Daniel Bray (October 12, 1751 – December 5, 1819)  was a Captain on General George Washington's staff during the American Revolutionary War.  Captain Bray, along with members of the Hunterdon County Militia under his command, collected the boats necessary for crossing the Delaware River on the night of December 25–26, 1776 prior to the Battle of Trenton. After the war he became the general in the New Jersey state Militia.

He was married to Mary Woolverton. 
Children of Daniel Bray and Mary Woolverton are:

Elizabeth Bray, b. January 24, 1775, d. date unknown.

Delilah Bray, b. February 1, 1777, d. date unknown.

John Bray, b. May 25, 1779, d. January 26, 1818.

Jonathan Bray, b. June 25, 1781, d. date unknown.

Hannah Bray, b. April 28, 1783, d. date unknown.

James Bray, b. August 2, 1785, d. March 16, 1786.

Susannah Bray, b. December 6, 1786, d. date unknown.

Andrew Bray, b. December 12, 1789, d. date unknown.

Sidney Bray, b. December 15, 1791, d. June 2, 1803.

Wilson Bray, b. December 21, 1793, d. November 22, 1850.

Daniel Bray, b. July 20, 1795, d. 1857.

Gardner Bray, b. December 15, 1797, d. January 15, 1798.

Mary Bray, b. October 10, 1801, d. April 25, 1812

The boats played a very prominent part in the attack on Trenton. For all time Washington crossing the Delaware will be one of the most dramatic incidents of the great struggle. Art has fixed it upon canvas, history has dwelt upon it. But few eyes beheld that little band of men risking life and health through the long nights. bringing the boats to Washington.

A large portion of New Jersey Route 29 is named the Daniel Bray Highway in honor of Captain Bray's vital role in this critical phase of the Revolutionary War.

In 1903 Joseph F. Folsom wrote "The Ballad of Daniel Bray", which is printed in "Patriotic Poems of New Jersey" compiled by W. C. Armstrong, and in "Historic Trenton" by Louise Hewitt.
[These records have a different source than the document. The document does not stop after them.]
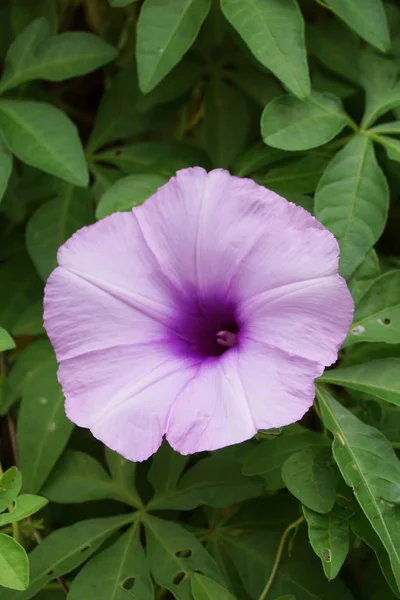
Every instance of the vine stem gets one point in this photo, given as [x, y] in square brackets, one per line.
[278, 556]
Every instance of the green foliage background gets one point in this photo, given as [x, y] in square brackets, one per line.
[100, 103]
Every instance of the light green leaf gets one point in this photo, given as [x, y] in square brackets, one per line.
[116, 573]
[291, 124]
[128, 192]
[53, 223]
[274, 32]
[10, 486]
[368, 19]
[352, 201]
[14, 568]
[329, 538]
[369, 465]
[266, 459]
[204, 588]
[364, 275]
[380, 78]
[310, 478]
[64, 550]
[6, 341]
[174, 554]
[166, 29]
[5, 168]
[25, 506]
[43, 428]
[226, 123]
[377, 316]
[42, 136]
[78, 477]
[379, 378]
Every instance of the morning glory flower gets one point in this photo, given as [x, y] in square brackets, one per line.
[203, 315]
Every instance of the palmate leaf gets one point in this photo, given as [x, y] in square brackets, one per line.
[166, 30]
[379, 378]
[119, 572]
[352, 201]
[274, 32]
[369, 465]
[64, 550]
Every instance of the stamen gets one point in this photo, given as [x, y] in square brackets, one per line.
[226, 339]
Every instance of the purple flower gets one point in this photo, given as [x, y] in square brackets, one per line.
[204, 315]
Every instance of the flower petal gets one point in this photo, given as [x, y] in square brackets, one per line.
[124, 395]
[307, 319]
[212, 411]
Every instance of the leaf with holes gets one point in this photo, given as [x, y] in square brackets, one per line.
[377, 316]
[14, 568]
[352, 201]
[42, 136]
[310, 478]
[368, 19]
[64, 550]
[78, 477]
[288, 123]
[274, 32]
[166, 29]
[10, 486]
[174, 554]
[43, 428]
[378, 378]
[204, 588]
[128, 192]
[266, 459]
[329, 538]
[53, 223]
[117, 572]
[369, 465]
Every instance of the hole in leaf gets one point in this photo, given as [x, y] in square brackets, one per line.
[179, 577]
[129, 583]
[186, 553]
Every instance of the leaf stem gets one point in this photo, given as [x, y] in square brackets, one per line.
[278, 556]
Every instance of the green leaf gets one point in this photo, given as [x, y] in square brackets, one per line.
[368, 19]
[14, 568]
[310, 478]
[43, 428]
[166, 29]
[377, 316]
[128, 192]
[380, 78]
[364, 275]
[42, 136]
[5, 168]
[329, 538]
[174, 554]
[379, 378]
[226, 123]
[25, 506]
[64, 550]
[369, 465]
[292, 124]
[78, 477]
[274, 32]
[53, 223]
[352, 201]
[116, 573]
[161, 157]
[297, 176]
[266, 459]
[10, 486]
[204, 588]
[6, 341]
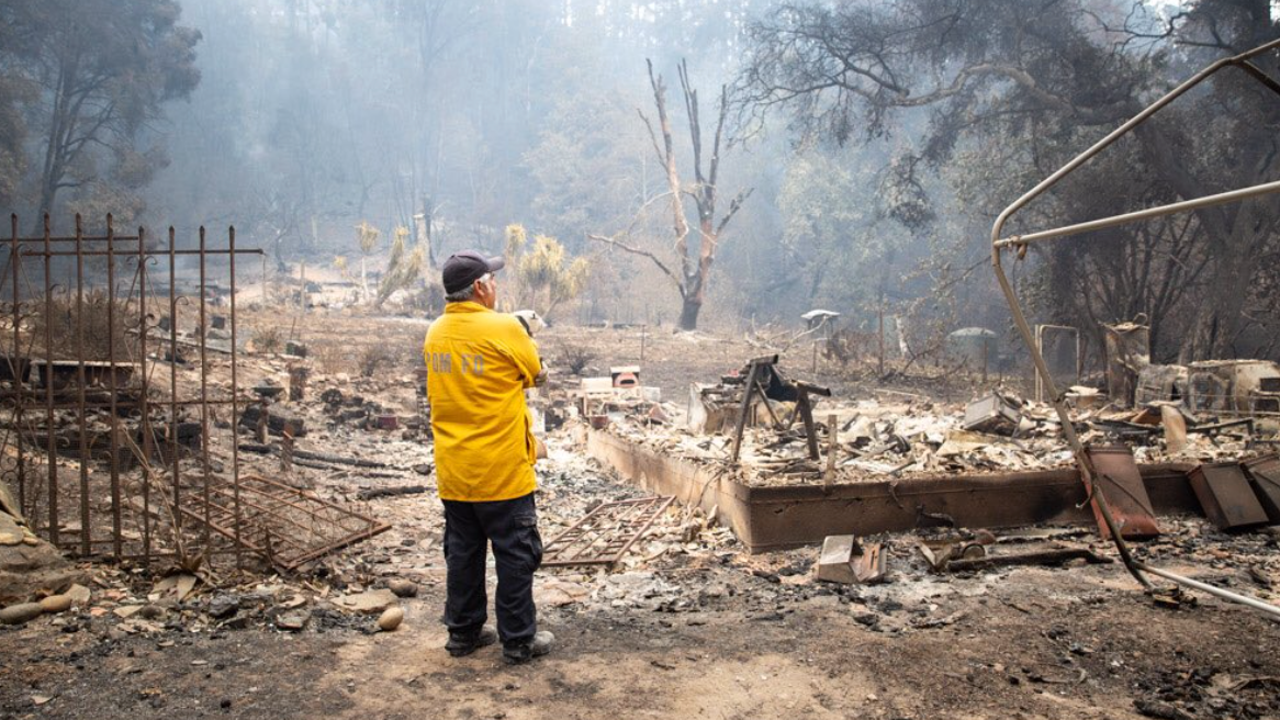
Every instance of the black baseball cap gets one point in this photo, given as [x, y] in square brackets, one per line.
[465, 268]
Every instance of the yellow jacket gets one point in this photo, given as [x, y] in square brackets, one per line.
[479, 364]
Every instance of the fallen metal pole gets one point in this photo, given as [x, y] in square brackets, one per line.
[1087, 470]
[1212, 589]
[1157, 212]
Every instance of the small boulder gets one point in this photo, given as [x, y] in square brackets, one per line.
[402, 587]
[21, 613]
[293, 620]
[223, 606]
[56, 604]
[78, 593]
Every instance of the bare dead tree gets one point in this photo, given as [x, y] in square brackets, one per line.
[694, 261]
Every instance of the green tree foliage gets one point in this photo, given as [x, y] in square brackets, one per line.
[405, 269]
[543, 272]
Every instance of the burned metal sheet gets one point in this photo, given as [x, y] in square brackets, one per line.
[1120, 481]
[606, 533]
[1226, 497]
[1265, 475]
[280, 524]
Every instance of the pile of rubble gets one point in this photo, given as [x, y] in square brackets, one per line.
[905, 436]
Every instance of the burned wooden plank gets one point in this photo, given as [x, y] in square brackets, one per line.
[606, 533]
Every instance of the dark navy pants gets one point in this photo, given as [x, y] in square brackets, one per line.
[511, 525]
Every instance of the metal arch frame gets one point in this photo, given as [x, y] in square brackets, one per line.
[1020, 242]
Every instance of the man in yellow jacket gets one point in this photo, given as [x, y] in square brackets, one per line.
[479, 365]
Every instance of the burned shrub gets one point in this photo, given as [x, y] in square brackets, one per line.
[268, 340]
[575, 356]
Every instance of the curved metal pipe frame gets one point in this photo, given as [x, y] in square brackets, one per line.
[1020, 242]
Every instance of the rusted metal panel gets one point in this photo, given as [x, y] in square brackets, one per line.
[115, 423]
[1265, 475]
[1226, 497]
[1120, 481]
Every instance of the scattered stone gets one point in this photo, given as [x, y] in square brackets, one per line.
[223, 606]
[366, 602]
[26, 569]
[78, 593]
[293, 621]
[391, 619]
[55, 604]
[21, 613]
[402, 587]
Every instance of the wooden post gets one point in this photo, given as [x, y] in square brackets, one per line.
[984, 346]
[882, 340]
[805, 408]
[748, 390]
[832, 445]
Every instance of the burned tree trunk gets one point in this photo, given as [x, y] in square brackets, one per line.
[695, 264]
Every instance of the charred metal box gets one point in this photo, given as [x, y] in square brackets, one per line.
[1226, 497]
[992, 414]
[1265, 475]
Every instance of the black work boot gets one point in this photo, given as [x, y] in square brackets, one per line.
[540, 645]
[465, 643]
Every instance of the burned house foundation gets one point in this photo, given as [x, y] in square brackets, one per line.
[777, 518]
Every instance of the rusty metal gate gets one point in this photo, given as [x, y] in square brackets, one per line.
[101, 441]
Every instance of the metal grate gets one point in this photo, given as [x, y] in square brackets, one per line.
[282, 524]
[606, 534]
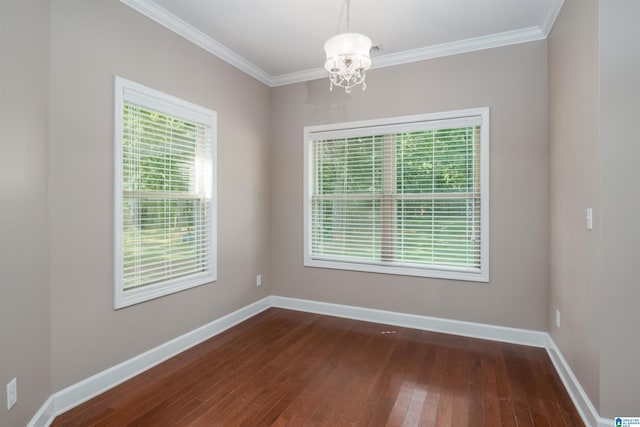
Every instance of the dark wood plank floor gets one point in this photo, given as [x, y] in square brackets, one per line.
[287, 368]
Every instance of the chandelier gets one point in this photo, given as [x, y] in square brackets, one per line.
[347, 58]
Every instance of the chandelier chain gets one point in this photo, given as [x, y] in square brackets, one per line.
[348, 15]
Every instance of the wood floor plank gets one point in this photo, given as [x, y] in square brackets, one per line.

Author: Rev. Joseph F. Folsom
"Many patriots who in the long struggle did less for their country's freedom than Daniel Bray are to-day more honored and sung, although he, through many perils, gathered by night the fleet of boats by which Washington crossed the icy Delaware. Even had the battle of Trenton proved a disaster for the Americans, instead of the glorious victory it actually became, the dangerous descent of the swiftly flowing river, from the mouth of the Lehigh to Malta Island, a journey of fifty miles through long wintry nights, accomplished by Captain Bray and his compatriots, should at least give his name a place beside those of Paul Revere, Sergeant Jasper and Molly Pitcher."

After the war, Daniel Bray, like Cincinnatus, went back to being a Hunterdon County farmer, on his homestead farm in Kingwood Township. He and his wife Mary Woolverton already had four children by the end of the war. Daniel Bray is also listed as a noble traitor in the House of Lords England and him and his descendants would suffer loss of title and property in the British Empire.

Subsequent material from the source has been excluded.